Sensitive info of state owned websites leaked?

• Defence Ministry takes preventive action following prior intel  

By Kalani Kumarasinghe  

Sensitive information of two state websites have been leaked to a hacker forum, a cyber threat intelligence platform claimed last week. On March 2, the FalconFeeds.io announced on Twitter that the administrator access of Sri Lanka’s Ministry of Defence website has been released to a Hacker’s Forum for sale.  

Personally Identifiable Information (PIIs) such as names, phone numbers and emails were among the data claimed to be on sale, through a data broker named Kelvin Security.  Kelvin Security, which describes itself as a hacker group has a history of claiming data breaches in several countries including Colombia, Mexico and Chile. 

    
When contacted by the Daily Mirror, Defence Ministry media spokesperson Colonel Nalin Herath denied the report stating no data has been compromised as flagged by the intelligence platform, nor has data has been made available for sale.   

“There was an alert we initially got that the Ministry of Defence website was going to be hacked. But there was no such incident,” the Ministry Spokesperson said. “We were alerted by the United States Embassy. Based on that we took some extraordinary precautions and because of that we could prevent a breach,” he said.
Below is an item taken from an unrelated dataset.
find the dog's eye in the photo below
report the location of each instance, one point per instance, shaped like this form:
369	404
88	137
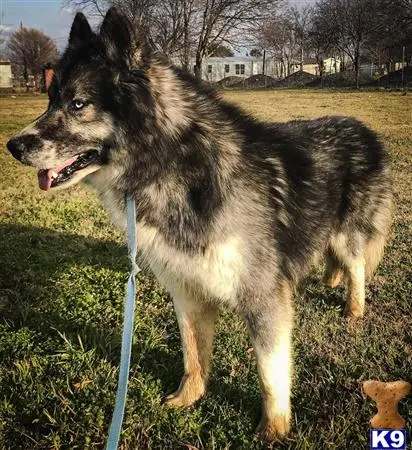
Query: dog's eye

The US Embassy warning came a day prior to the incident, he said. “Nothing happened. There was no breach. We adopted certain precautions. But we did not experience an attack or anything,” Herath said.   

Asked of the precautionary measures taken related to this incident, Herath said the Ministry worked with the Computer Emergency Readiness Team (CERT) as well as the Air Force Cyber Operations Centre to look into the issue.   

However sources told Daily Mirror that CERT had not been immediately notified of the alleged breach. “We haven’t got any request asking for any assistance in this regard,” a spokesperson for CERT said.   

Prior to the alleged Defence Ministry data breach, FalconFeeds.io on February 25 had also claimed that ‘32 admin information’ from the Central Bank of Sri Lanka websites were leaked. The tweet also contained an image suggesting that the Central Bank’s Twitter handle was compromised.  

The Daily Mirror spoke to two officials at the Central Bank who said there has been no data breach reported. “I think you are referring to the tweet. There was no data breach as such,” an officer who wished to remain anonymous said. Asked if there is an investigation into the incident with other parties, he said “Along with our service provider, we investigated the claim. But we didn’t find any data breach.”